フォノセクションはピュアなクラスA 構成となっており、MM はダイレクトにインプットトランジスタへ、MC はダイレクトにステップアップトランスへ接続され、リレースイッチを介して選択ができます。
信号のロスが発生しないように可能な限り短い接続にする事も配慮され、これらの結果、ローノイズで高いヘッドルームを確保し、インダクターを使用するユニークなEAR フォノステージのRIAA 特性を完全に安定させます。
「EAR 312」の基本サーキットはトランジスタを3つのみ使用したシングルエンド構成で、極めて真空管的なサーキットアプローチが採られています。
これによりトランジスタ特有のゲインを抑えると共に、トランジスタらしからぬスイートさと透明度を表現できるようにデザインがなされました。
そして非常に高いインプット、及びアウトプットにおけるヘッドルームとローノイズ、ローディストーションを確保することで、他の機器とも極めて優れた相性を持ちます。
またパラビチーニ/EAR の卓越したトランス、及びインダクター技術により、電源はチョークインプットフィルターを介して入力され、ここでもローノイズを実現しています。

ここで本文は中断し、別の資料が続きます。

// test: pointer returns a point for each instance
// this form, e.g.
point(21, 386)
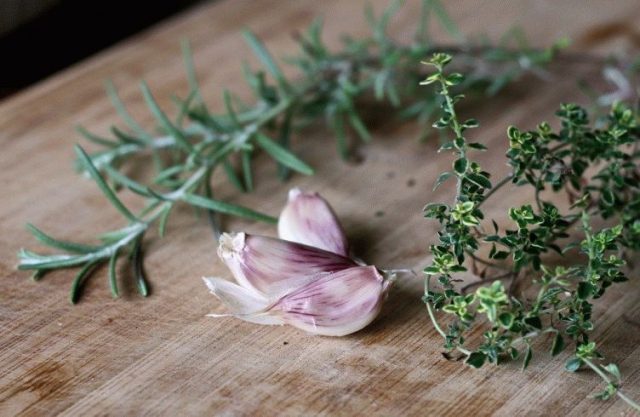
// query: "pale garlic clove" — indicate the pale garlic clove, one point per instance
point(308, 219)
point(335, 304)
point(274, 267)
point(241, 302)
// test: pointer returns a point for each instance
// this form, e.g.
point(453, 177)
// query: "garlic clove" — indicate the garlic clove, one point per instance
point(274, 267)
point(335, 304)
point(308, 219)
point(241, 302)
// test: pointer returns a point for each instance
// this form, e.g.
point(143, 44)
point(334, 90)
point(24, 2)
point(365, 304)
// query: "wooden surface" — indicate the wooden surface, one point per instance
point(161, 355)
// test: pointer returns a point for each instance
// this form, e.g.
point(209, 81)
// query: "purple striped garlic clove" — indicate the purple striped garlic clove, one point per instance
point(336, 304)
point(333, 304)
point(308, 219)
point(274, 266)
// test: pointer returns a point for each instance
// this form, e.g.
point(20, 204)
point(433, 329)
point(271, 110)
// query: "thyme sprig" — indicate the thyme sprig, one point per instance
point(198, 143)
point(598, 169)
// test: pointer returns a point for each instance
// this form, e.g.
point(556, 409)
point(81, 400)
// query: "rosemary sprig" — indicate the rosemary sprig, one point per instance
point(197, 143)
point(542, 159)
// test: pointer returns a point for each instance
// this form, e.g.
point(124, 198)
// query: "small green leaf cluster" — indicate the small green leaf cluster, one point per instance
point(598, 169)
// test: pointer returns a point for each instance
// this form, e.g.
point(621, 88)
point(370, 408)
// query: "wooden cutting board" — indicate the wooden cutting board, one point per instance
point(161, 355)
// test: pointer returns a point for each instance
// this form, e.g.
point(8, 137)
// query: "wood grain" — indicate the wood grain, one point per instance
point(161, 355)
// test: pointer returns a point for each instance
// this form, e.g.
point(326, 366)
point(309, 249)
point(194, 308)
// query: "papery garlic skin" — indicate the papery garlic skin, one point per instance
point(274, 266)
point(305, 279)
point(308, 219)
point(333, 304)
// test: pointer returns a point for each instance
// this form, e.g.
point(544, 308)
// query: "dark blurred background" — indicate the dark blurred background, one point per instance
point(40, 37)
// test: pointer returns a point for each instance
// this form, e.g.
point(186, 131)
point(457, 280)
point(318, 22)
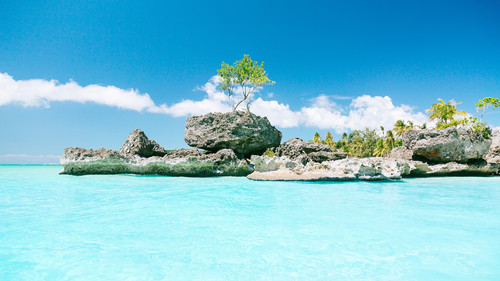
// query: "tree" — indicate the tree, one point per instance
point(243, 77)
point(317, 138)
point(486, 103)
point(400, 128)
point(329, 140)
point(444, 111)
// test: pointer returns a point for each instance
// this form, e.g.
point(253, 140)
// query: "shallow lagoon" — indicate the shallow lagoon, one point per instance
point(55, 227)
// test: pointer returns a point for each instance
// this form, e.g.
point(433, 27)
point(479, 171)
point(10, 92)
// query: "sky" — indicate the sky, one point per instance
point(87, 73)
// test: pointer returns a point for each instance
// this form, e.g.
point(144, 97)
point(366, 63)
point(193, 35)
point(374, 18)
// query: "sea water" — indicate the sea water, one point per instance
point(125, 227)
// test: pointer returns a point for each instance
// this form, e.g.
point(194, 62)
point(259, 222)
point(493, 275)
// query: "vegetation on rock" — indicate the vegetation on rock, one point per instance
point(371, 142)
point(241, 79)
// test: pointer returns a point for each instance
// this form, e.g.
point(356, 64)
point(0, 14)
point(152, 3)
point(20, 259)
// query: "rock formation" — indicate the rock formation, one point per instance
point(244, 133)
point(304, 152)
point(138, 143)
point(450, 152)
point(448, 145)
point(133, 159)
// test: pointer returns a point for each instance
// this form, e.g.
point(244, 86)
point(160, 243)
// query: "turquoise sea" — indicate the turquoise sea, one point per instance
point(55, 227)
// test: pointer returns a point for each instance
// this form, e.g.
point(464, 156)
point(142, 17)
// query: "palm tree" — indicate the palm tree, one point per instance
point(329, 140)
point(444, 111)
point(389, 140)
point(379, 148)
point(317, 138)
point(400, 128)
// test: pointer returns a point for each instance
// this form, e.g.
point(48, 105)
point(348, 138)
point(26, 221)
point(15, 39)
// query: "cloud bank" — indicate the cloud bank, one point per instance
point(321, 112)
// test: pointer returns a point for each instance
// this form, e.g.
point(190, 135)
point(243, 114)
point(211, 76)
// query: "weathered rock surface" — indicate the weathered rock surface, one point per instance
point(447, 145)
point(283, 168)
point(401, 152)
point(242, 132)
point(493, 155)
point(182, 162)
point(138, 143)
point(304, 152)
point(375, 168)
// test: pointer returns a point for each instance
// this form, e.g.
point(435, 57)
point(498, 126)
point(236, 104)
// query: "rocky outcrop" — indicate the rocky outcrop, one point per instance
point(182, 162)
point(139, 155)
point(375, 168)
point(304, 152)
point(138, 143)
point(447, 145)
point(401, 152)
point(493, 155)
point(283, 168)
point(244, 133)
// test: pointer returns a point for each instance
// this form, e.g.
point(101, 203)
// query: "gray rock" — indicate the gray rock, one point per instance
point(182, 162)
point(447, 145)
point(183, 153)
point(374, 168)
point(305, 152)
point(138, 143)
point(242, 132)
point(401, 152)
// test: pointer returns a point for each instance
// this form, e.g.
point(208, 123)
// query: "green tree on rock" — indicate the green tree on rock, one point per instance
point(483, 105)
point(242, 79)
point(329, 140)
point(444, 111)
point(317, 138)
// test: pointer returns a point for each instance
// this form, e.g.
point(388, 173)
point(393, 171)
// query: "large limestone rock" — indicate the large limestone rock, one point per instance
point(447, 145)
point(242, 132)
point(303, 152)
point(138, 143)
point(182, 162)
point(401, 152)
point(283, 168)
point(374, 168)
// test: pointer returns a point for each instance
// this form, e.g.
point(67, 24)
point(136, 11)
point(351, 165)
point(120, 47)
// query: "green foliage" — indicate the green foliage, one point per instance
point(364, 143)
point(269, 153)
point(246, 76)
point(317, 138)
point(473, 126)
point(329, 140)
point(444, 111)
point(485, 103)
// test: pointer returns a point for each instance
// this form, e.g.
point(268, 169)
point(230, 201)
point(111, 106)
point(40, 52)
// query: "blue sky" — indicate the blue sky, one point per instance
point(337, 65)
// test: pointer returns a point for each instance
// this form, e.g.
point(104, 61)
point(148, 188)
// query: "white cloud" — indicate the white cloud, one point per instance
point(29, 159)
point(38, 92)
point(322, 112)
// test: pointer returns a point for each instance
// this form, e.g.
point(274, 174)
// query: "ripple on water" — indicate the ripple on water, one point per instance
point(127, 227)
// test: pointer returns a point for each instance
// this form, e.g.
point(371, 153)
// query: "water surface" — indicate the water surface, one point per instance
point(126, 227)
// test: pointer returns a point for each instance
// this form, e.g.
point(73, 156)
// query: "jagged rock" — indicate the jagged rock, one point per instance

ヴォリュームコントロールには4つのポテンショメーターを使用し、ハイクオリティーで正確、そしてささやくような静かなレベルまでも表現します。
そしてフロントパネル中央のフェシアに印象的なサーキットゲインを表示するメーターを配置し、エレガントな音と音楽が醸し出されてくるような佇まいとしました。
「King of Tube」と呼ばれ続けてきたパラビチーニが贈るソリッドステートの調べ。
真空管使いの名手が語る音楽性への回答がここに宿ります。